The other night, I saw an ad from Kraft Foods on a “new” cereal – just bunches! Though, not a consumer of this tasty meal, the ad story got my attention immediately. What stroke me – is the way the plot unfolds in the ad – it does depict a process when adding a new value can revive an existing product or come up with an extension. All you do is magnify one feature or functionality (like increasing a TV screen produced a market for home theaters), or eliminate a feature (like with the above mentioned Honey Bunch Oats, no flakes – just bunches).

There are three core strategies that can  be examined in the market to demonstrate revitalization:

1. Adding a new value – usually this is the way to look for creative opportunities to redefine the product. Sony executed this strategy when it created the Walkman, while it replaced speakers with a headset. The minivan combined the benefits of a station wagon and a van.
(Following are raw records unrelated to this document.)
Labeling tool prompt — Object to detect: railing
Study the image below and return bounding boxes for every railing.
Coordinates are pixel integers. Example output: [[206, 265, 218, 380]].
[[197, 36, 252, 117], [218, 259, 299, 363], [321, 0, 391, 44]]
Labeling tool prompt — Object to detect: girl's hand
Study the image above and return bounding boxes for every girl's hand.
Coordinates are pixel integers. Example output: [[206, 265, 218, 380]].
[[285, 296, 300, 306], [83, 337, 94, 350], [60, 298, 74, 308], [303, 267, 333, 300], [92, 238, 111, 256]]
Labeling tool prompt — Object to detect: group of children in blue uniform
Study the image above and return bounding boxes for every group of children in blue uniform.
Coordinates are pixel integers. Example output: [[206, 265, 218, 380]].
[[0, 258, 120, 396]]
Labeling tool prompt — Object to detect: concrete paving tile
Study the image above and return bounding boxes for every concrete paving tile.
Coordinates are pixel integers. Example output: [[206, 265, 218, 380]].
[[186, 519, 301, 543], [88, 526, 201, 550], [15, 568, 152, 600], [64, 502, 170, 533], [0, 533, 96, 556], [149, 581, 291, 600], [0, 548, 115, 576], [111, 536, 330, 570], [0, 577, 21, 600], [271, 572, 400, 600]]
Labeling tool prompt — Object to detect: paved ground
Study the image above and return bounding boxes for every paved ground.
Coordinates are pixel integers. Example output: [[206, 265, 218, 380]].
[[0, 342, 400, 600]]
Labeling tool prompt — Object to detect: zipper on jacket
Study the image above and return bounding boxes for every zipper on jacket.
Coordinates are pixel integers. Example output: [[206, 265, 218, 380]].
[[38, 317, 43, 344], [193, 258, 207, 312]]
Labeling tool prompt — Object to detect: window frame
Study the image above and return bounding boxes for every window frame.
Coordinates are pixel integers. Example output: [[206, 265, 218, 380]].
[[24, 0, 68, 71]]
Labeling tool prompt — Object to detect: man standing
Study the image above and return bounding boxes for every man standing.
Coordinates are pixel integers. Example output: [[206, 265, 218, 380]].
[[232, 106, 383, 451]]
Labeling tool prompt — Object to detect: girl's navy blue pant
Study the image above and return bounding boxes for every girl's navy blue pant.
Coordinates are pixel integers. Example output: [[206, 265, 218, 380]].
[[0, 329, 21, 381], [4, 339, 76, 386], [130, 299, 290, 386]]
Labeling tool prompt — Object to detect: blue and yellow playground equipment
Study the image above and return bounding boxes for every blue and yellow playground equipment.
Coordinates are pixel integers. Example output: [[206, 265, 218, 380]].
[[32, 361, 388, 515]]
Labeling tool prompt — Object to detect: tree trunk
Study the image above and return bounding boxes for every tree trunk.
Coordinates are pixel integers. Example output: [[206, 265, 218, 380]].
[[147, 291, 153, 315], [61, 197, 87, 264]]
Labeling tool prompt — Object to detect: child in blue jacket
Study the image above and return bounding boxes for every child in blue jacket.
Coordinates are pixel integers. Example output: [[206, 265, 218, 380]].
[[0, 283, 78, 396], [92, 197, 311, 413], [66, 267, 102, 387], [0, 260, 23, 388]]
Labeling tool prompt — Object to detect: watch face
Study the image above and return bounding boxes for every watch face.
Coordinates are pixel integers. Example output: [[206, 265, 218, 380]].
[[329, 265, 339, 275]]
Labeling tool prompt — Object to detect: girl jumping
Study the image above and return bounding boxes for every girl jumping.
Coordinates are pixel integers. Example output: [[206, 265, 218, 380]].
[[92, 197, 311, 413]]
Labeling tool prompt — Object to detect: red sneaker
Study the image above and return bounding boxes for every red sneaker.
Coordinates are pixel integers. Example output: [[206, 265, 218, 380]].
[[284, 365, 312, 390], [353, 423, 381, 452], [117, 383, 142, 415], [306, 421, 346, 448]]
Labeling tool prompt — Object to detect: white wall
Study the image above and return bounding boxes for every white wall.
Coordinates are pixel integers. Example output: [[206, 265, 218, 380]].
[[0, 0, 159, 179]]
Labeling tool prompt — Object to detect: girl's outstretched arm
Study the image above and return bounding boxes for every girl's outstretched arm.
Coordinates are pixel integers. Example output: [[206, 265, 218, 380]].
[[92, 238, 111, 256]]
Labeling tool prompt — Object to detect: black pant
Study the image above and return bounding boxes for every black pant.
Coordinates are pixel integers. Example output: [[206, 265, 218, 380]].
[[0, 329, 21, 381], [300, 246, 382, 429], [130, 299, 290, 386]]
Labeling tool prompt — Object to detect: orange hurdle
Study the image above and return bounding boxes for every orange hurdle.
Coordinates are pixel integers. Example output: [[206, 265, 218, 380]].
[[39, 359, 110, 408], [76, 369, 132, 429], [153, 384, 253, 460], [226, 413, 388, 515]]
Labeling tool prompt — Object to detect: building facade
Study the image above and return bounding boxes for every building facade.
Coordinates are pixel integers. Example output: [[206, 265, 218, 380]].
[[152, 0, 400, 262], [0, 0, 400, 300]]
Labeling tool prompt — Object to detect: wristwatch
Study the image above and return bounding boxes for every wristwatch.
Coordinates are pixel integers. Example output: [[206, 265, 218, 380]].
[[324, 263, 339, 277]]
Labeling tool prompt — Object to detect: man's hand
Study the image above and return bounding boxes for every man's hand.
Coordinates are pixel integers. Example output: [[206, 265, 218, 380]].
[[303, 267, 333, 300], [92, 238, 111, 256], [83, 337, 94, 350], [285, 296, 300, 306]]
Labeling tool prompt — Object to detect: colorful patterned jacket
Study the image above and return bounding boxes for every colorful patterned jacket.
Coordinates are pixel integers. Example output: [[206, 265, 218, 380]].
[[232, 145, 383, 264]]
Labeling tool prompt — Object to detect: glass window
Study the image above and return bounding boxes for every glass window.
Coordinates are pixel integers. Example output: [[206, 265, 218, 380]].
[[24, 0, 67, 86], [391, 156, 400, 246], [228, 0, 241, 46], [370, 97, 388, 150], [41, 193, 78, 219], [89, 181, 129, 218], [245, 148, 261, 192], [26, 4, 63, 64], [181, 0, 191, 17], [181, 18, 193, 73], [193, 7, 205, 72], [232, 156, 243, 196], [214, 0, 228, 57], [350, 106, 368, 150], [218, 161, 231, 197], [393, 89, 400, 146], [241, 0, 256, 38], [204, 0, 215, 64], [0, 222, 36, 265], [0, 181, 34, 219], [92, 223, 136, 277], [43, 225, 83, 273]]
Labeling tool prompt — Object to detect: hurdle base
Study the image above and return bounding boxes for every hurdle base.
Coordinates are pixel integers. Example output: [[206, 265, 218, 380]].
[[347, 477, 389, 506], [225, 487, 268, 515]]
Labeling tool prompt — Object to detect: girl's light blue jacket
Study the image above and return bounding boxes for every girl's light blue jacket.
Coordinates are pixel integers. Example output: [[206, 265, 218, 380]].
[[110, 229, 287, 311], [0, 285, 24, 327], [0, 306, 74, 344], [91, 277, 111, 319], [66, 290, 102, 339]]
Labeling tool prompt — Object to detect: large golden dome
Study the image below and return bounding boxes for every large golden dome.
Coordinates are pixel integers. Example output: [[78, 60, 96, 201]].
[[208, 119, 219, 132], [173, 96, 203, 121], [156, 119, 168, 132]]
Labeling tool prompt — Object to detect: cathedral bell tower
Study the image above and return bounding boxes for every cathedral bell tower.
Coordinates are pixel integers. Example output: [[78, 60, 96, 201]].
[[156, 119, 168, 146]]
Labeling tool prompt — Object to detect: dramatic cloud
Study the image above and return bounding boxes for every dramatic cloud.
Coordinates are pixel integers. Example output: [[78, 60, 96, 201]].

In can even go way further into creating a hybrid from two products that are so unrelated, but when merged create a “new” niche product.  Michael Gibbert and David Mazursky call those category revolutions or “cross-breeds” in their article on combining two categories to come up with new products.

2. Repositioning – involves creating a new competitive position in the minds of the consumers.  Many a times, it can be classified as a bit controversial or far-fetched from the status quo.  Examples include utilizing some social trend in a reverse manner – with a wireless technology being built in various products – some coffee shops or service establishments chose to create a demand for anti-technology while jamming some sections of their establishments to provide cell free and wireless free zones for its customers. Or like the mentioned Ikea store experience, where no sales assistance store experience is accepted by customers in lieu of other benefits (specific ambiance, cafe, etc).

3. Extending the base – implies increasing the adoption rate, usage rate or entering new markets. To figure its feasibility, product managers would profile the customers that tend to buy more than average or consume more than average and find out what causes them to do that.  Another way to do so is to find unusual customers or product usage patterns that lead to defining new segments.  Example of this approach is Superior Clay Corporation that reacted to its clay sewer pipes being replaceed by plastic.  It did discover a new niche for decorative chimney pots and fireplace flue liners.

Whatever strategy one might apply, sometimes killing a product could be the best solution. Thus, it is critical to assess its performance, demand and potential costs before exercising any of the above-illustrated options!